Application of augmented and virtual reality are wide-ranging. In the retail sector plans are in advanced stages for the introduction of augmented store shelves and products, allowing customers such experiences as seeing clothes modelled on a moving, virtual person. For those sectors specialising in industrial pursuits like maintenance, inspections and repairs, informational and instructional overlays can be applied to mechanical and electrical equipment so service workers can carry out key works without needing manuals or having to request second opinions. The banking sector also is moving rapidly towards using augmented reality to direct customers to key service areas and animate the names and specialty areas of branch staff.
These are just three sectors where augmented and virtual reality are on the cusp of completely transforming. As application of each becomes embedded, it will soon become clear what other industries could be revolutionised by the technology.

When drones burst onto the scene a few years ago, the rotor powered devices were seen as little more than a toy for grown-ups. Recently, their commercial potential has been eagerly exploited by a range of industries.

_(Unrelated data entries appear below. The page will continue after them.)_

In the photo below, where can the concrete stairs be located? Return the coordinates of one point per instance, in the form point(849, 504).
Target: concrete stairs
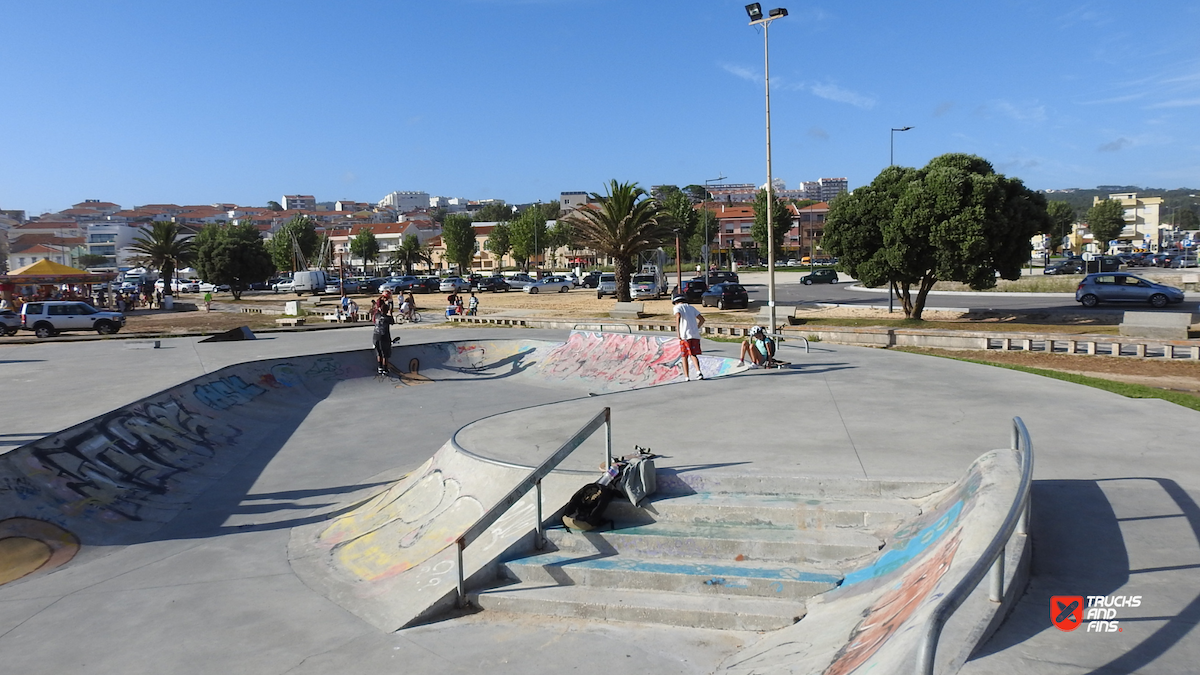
point(739, 561)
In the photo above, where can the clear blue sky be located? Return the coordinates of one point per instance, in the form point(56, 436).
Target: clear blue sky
point(244, 101)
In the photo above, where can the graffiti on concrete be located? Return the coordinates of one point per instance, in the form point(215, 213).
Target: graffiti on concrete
point(123, 464)
point(401, 527)
point(227, 392)
point(29, 545)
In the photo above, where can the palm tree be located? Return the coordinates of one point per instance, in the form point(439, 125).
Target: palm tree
point(628, 222)
point(165, 249)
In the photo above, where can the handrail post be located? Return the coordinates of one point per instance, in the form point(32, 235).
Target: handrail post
point(607, 437)
point(540, 543)
point(462, 583)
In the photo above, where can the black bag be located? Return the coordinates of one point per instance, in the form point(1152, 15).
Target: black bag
point(587, 506)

The construction industry, for example, is already using them to great effect for the inspection of otherwise hard to reach structures, eliminating the budget for manpower and, of course, the risk to human life. Surveillance companies are also realising their potential, deploying them to monitor areas with great flexibility and agility that would previously require security personnel, or even helicopters.
Drones are a comparatively old technology when looking at disruptive innovations, but this has largely been down to the regulations that govern their usage. As the legal system adapts to their prevalence, expect the buzz of little rotor blades to become ubiquitous. And it won’t just be your next door neighbour using them, it’ll be professionals of all persuasions.

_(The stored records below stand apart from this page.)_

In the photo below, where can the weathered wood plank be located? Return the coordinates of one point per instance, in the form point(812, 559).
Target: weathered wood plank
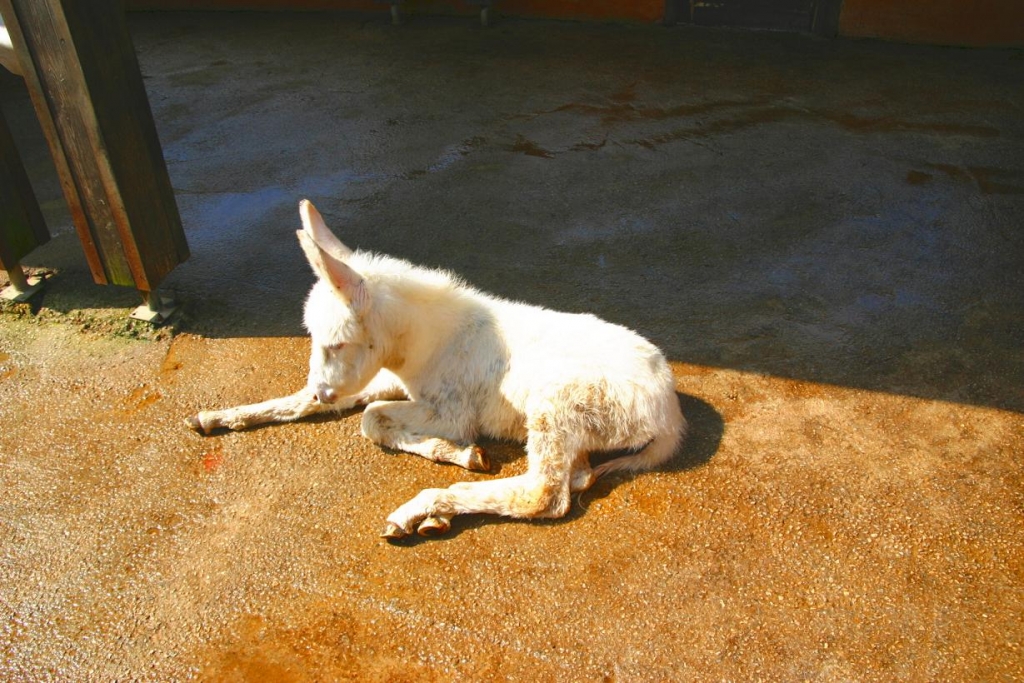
point(89, 96)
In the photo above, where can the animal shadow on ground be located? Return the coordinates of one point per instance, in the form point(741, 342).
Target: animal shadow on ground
point(702, 439)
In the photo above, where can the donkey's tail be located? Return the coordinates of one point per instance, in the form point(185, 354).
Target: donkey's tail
point(660, 449)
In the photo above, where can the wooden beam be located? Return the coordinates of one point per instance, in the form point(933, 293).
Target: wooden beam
point(87, 89)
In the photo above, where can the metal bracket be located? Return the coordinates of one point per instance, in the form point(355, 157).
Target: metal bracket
point(22, 288)
point(155, 309)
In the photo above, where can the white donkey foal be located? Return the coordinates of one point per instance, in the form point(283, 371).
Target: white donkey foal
point(439, 364)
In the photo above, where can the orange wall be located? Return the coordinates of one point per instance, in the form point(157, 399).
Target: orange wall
point(943, 22)
point(982, 23)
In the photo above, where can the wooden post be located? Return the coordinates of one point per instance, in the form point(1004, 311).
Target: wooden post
point(85, 83)
point(22, 225)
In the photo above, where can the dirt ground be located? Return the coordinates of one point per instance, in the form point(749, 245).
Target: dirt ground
point(823, 236)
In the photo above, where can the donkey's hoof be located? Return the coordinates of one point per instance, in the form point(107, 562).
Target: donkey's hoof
point(434, 526)
point(392, 531)
point(478, 460)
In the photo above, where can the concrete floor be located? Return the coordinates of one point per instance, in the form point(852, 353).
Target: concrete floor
point(824, 237)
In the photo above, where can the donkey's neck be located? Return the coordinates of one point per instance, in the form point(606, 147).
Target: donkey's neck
point(417, 318)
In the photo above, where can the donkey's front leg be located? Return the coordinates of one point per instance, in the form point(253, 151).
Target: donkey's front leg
point(543, 492)
point(286, 409)
point(298, 404)
point(413, 427)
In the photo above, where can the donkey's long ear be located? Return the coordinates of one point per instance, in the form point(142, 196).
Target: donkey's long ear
point(313, 224)
point(327, 259)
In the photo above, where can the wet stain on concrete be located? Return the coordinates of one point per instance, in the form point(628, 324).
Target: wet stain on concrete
point(529, 147)
point(988, 180)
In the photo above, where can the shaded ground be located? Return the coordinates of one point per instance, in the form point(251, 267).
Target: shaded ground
point(824, 237)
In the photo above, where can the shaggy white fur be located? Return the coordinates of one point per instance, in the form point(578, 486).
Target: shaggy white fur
point(439, 364)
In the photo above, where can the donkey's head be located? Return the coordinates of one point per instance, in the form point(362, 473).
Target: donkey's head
point(343, 358)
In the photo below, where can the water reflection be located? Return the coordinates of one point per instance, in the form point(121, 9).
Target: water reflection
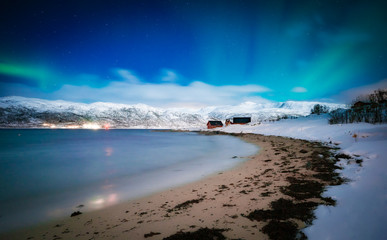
point(108, 151)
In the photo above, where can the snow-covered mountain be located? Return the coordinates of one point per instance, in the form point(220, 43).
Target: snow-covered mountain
point(32, 112)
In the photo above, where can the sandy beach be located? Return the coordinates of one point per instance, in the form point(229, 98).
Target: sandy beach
point(272, 193)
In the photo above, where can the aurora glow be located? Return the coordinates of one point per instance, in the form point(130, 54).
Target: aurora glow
point(296, 50)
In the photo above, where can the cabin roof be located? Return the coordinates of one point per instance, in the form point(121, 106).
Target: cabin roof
point(215, 123)
point(241, 119)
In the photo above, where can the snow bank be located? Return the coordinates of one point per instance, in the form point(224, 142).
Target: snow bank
point(361, 212)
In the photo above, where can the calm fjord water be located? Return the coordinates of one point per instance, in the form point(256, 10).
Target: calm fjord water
point(46, 174)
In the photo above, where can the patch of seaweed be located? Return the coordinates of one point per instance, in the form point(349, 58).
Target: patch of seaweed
point(151, 234)
point(283, 209)
point(185, 204)
point(202, 234)
point(302, 189)
point(282, 230)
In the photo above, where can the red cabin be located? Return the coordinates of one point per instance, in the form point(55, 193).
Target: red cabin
point(214, 124)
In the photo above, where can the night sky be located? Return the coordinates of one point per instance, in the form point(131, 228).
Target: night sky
point(192, 53)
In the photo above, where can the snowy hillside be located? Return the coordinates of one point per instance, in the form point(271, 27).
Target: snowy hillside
point(32, 112)
point(362, 203)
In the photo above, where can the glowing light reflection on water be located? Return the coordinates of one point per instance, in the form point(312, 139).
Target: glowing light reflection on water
point(46, 174)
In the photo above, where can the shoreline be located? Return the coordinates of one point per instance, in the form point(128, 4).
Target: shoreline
point(243, 202)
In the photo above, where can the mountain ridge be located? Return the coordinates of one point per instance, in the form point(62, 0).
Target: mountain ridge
point(16, 111)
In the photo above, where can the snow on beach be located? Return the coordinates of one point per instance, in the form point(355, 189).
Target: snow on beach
point(361, 212)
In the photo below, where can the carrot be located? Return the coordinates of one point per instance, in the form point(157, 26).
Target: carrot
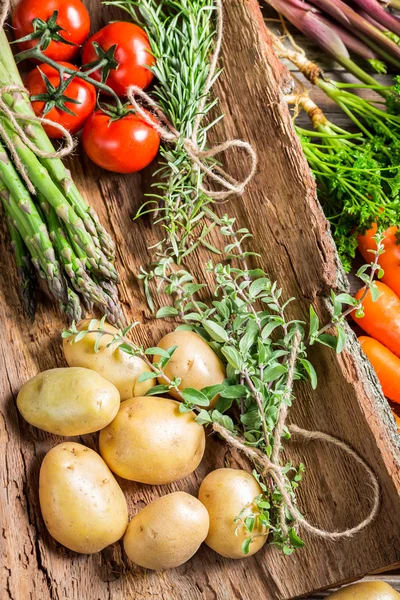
point(386, 365)
point(381, 318)
point(389, 260)
point(397, 419)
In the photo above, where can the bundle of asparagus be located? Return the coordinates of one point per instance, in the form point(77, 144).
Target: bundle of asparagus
point(53, 229)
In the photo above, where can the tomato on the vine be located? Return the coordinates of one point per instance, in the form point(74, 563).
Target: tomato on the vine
point(126, 52)
point(122, 145)
point(63, 24)
point(47, 100)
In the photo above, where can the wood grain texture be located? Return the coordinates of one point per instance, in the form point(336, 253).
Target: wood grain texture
point(292, 237)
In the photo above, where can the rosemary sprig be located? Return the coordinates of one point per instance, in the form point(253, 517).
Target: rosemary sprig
point(182, 36)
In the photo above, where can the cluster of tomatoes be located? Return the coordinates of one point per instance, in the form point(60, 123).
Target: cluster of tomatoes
point(381, 320)
point(119, 55)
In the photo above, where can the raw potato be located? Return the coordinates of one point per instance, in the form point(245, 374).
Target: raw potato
point(152, 442)
point(167, 532)
point(113, 364)
point(193, 361)
point(224, 493)
point(68, 401)
point(82, 505)
point(366, 590)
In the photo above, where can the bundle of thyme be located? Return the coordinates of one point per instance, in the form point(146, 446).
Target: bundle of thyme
point(245, 322)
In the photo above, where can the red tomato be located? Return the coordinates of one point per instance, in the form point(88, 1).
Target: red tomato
point(78, 89)
point(125, 145)
point(72, 17)
point(132, 55)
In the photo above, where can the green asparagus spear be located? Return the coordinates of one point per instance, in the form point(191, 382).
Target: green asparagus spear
point(31, 227)
point(26, 276)
point(59, 173)
point(39, 176)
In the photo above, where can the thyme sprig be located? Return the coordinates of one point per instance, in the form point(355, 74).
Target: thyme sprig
point(264, 351)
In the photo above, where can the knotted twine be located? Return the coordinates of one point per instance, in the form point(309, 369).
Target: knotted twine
point(169, 133)
point(23, 131)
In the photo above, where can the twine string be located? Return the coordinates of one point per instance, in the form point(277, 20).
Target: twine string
point(271, 466)
point(169, 133)
point(16, 119)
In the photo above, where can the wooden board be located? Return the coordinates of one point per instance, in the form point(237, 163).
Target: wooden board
point(291, 235)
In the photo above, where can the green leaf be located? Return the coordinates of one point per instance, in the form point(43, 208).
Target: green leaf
point(341, 339)
point(233, 357)
point(80, 335)
point(234, 391)
point(246, 545)
point(269, 328)
point(167, 311)
point(215, 331)
point(375, 293)
point(273, 373)
point(184, 407)
point(346, 299)
point(223, 420)
point(146, 376)
point(249, 337)
point(157, 352)
point(259, 285)
point(195, 397)
point(249, 522)
point(212, 390)
point(294, 539)
point(327, 340)
point(203, 418)
point(314, 322)
point(308, 367)
point(224, 404)
point(157, 389)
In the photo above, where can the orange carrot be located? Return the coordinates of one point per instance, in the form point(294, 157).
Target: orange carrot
point(381, 318)
point(386, 365)
point(389, 260)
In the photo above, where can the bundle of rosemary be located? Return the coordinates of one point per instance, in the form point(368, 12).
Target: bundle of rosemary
point(243, 317)
point(51, 225)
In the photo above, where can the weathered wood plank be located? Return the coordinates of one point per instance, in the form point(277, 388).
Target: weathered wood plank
point(291, 235)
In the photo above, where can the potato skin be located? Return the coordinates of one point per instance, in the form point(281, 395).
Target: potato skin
point(193, 361)
point(150, 441)
point(366, 590)
point(167, 532)
point(82, 505)
point(224, 493)
point(113, 364)
point(68, 402)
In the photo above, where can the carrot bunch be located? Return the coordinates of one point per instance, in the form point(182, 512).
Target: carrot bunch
point(381, 319)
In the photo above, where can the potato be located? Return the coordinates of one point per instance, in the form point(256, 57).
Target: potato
point(113, 364)
point(225, 493)
point(193, 361)
point(152, 442)
point(167, 532)
point(68, 401)
point(82, 505)
point(366, 590)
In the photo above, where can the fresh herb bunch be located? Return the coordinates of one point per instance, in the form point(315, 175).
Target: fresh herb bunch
point(182, 36)
point(245, 322)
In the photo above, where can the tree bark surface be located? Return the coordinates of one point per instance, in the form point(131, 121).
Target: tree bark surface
point(291, 234)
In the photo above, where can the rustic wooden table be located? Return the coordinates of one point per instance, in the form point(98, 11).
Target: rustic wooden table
point(335, 71)
point(280, 208)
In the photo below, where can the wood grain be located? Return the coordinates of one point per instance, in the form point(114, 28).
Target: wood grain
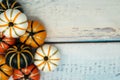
point(76, 20)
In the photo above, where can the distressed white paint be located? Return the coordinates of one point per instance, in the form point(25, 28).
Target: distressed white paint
point(91, 61)
point(76, 20)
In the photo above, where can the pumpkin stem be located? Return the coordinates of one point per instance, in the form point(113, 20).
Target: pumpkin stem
point(11, 24)
point(45, 58)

This “new” technology is actually now ten years old. Blockchain was originally devised to facilitate the first and best-known of the cryptocurrencies; Bitcoin. However, in recent years, other ways the technology could be utilised have become apparent, and they are compelling to say the least.
Simply put, a block is a record of new transactions which could refer to the location of anything from cryptocurrency, to medical data, to voting records. Once a block is completed it’s added to the chain, creating a chain of blocks, which ingeniously was named a blockchain. A common metaphor to aid with the understanding of how blockchain works, is that it’s like a connected row of transparent safes. When you acquire a block, you deposit your currency and anyone can see what’s in it but you remain unidentifiable, and the only people who can credit or debit data are the ones you give a password to.
For businesses, this concept has the capacity to be transformative in a number of ways. The moving of finances is an obvious starting point. As funds can be transferred in real-time and without any requirement for an intermediary such as a bank, delays and charges are completely wiped out in an instant. The technology could also be used for interactive file-sharing. At present, if a document requires amending, it is sent to a third party who during the editing locks everyone else out, and there is an undeterminable delay while everyone else waits for them to finish. Blockchain allows an unlimited number of people to work on the same document, at the same time. How this could enhance efficiency needs little explanation.

Final thought
Assimilating business models with new technologies is a prerequisite for success in almost all cases. The issue is how much time organisations let pass before realising they need to upgrade. Often, once they’ve decided it’s time to make changes, they quickly realise their competitors have already done so, and now they must play catch-up.
The technologies we’ve explored here are by no means the only new and disruptive ones about to make a big impact, but they are some of the main ones. If you think any of these could enhance and improve the way your business operates, the time to start researching is right now.